Methods: A retrospective review of patients who underwent PVDO for treatment of multisuture craniosynostosis at a single institution over a 10-year period (2009 through 2019) was completed. Demographic data, perioperative outcomes, distraction patterns, and complications were analyzed. Outcomes for patients in the first 5 years of the experience (“early cohort”) were compared to those of the latter 5 years (“late cohort”).
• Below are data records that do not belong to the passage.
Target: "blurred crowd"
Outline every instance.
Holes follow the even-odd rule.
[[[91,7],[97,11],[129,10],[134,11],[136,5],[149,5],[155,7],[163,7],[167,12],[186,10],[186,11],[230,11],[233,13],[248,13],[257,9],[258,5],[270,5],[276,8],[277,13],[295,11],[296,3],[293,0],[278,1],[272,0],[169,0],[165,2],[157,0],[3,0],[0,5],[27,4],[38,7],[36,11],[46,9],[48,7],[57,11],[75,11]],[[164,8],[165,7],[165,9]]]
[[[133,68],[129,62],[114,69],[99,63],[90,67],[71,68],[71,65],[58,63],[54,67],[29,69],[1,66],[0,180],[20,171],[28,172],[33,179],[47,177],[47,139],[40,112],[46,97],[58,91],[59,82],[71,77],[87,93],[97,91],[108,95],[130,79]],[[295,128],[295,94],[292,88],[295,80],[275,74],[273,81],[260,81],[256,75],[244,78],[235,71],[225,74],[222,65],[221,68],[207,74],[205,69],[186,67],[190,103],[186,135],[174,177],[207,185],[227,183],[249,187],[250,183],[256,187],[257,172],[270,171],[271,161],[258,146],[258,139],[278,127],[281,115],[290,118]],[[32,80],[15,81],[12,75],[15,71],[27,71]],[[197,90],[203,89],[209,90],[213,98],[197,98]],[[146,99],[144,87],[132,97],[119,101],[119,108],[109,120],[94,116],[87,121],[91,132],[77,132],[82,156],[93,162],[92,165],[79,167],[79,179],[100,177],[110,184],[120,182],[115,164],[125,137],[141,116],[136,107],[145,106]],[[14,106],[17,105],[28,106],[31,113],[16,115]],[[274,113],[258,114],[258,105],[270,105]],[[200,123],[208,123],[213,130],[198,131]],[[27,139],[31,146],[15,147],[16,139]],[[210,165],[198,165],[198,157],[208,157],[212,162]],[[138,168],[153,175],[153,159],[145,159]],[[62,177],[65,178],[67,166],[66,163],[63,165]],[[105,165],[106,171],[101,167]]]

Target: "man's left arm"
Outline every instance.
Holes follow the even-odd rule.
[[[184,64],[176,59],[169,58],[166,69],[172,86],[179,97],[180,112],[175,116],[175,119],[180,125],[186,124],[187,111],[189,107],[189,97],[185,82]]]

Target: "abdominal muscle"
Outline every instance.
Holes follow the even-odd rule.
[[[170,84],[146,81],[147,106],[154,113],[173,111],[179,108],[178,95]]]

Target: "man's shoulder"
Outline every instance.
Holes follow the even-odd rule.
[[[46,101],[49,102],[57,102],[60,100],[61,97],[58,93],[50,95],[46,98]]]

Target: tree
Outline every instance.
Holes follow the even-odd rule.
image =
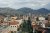
[[[30,17],[28,18],[28,20],[24,20],[24,22],[21,24],[20,29],[22,30],[22,32],[27,32],[27,33],[33,33],[33,29],[31,26],[31,19]]]

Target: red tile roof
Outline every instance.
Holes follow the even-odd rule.
[[[17,25],[17,24],[19,24],[19,22],[16,22],[16,21],[10,22],[10,25]]]

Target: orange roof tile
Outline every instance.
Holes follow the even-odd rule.
[[[19,22],[10,22],[10,25],[17,25],[17,24],[19,24]]]

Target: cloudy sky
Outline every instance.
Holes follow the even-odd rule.
[[[33,9],[43,8],[50,3],[50,0],[0,0],[0,7],[22,8],[29,7]]]

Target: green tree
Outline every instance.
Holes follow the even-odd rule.
[[[21,24],[20,29],[22,30],[22,32],[33,33],[30,17],[28,18],[28,20],[24,20],[24,22]]]

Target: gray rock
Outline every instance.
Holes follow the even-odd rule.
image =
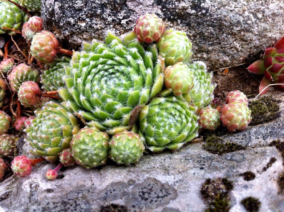
[[[280,108],[277,119],[223,138],[245,145],[246,150],[219,156],[204,150],[201,143],[190,144],[173,153],[145,155],[135,165],[110,162],[91,169],[69,168],[59,172],[61,179],[52,181],[44,174],[56,164],[44,162],[28,177],[11,176],[0,183],[0,207],[9,211],[96,211],[114,207],[131,212],[203,211],[208,205],[201,186],[207,178],[220,177],[234,182],[230,211],[245,211],[240,202],[249,196],[259,198],[261,212],[284,211],[277,183],[282,158],[269,145],[276,138],[283,141],[283,95],[274,93]],[[20,149],[23,153],[28,149]],[[263,171],[272,157],[276,161]],[[254,179],[239,176],[248,171],[255,174]]]
[[[155,13],[167,27],[182,30],[193,44],[193,59],[211,69],[232,67],[259,57],[284,35],[282,0],[42,0],[44,28],[66,48],[82,41],[103,40],[133,28],[138,18]]]

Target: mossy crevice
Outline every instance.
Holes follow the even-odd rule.
[[[245,149],[242,145],[233,142],[225,142],[215,135],[208,137],[203,148],[209,152],[221,155],[225,153]]]
[[[259,211],[261,203],[258,198],[252,197],[245,198],[241,203],[249,212],[256,212]]]
[[[278,116],[279,107],[271,96],[263,96],[251,102],[248,108],[252,118],[250,125],[255,126],[273,121]]]
[[[230,206],[229,193],[234,187],[233,181],[226,178],[207,179],[202,185],[200,192],[209,207],[205,211],[228,212]]]

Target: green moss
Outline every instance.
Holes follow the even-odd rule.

Results: One hundred nine patients underwent a total of 117 PVDO procedures, with 8 patients requiring repeat PVDO. Syndromic patients represented 83.5% of the cohort (n=91) and were significantly younger than nonsyndromic patients at the time of first PVDO (median 15.18 [6.67, 41.82] vs 42.27 [15.18, 59.60] months, p=0.023) with a median ratio of length of follow up to years after first PVDO for the cohort of 0.90 [0.50, 1.00]. Median distraction distance in the anterior-posterior direction was 30mm (25.00, 35.00), with most patients undergoing distraction with a slight downward vector along with occipital barrel staves. Overall, 26 patients (24.78%) had 33 complications, related to either the distractor devices (n=8) or infection, CSF or wound issues (n=25), with 10 requiring re-operation for these issues. Compared to the early cohort, surgery for distractor placement in the late cohort had faster median operative times (142.50min [123.00, 186.00] vs 161.00min [138.00, 199.00], p=0.029), lower estimated blood loss as a percent of blood volume (28.30 [20.05, 44.85] vs 49.95 [31.05, 95.76], p<0.001), and lower blood replacement as percent of blood volume (39.30 [3.80, 58.20] vs 56.25 [37.75, 110.10], p=0.008). Age <12 months (p=0.029) and presence of ventriculoperitoneal (VP) shunt (p=0.036) were associated with risk for requiring repeat PVDO.
Conclusions: Our 10-year experience with PVDO demonstrates improved perioperative outcomes over time with consistent efficacy. Early complications in various subgroups, such as those with VP shunts, have led to slight technical alterations in how PVDO is performed in those groups.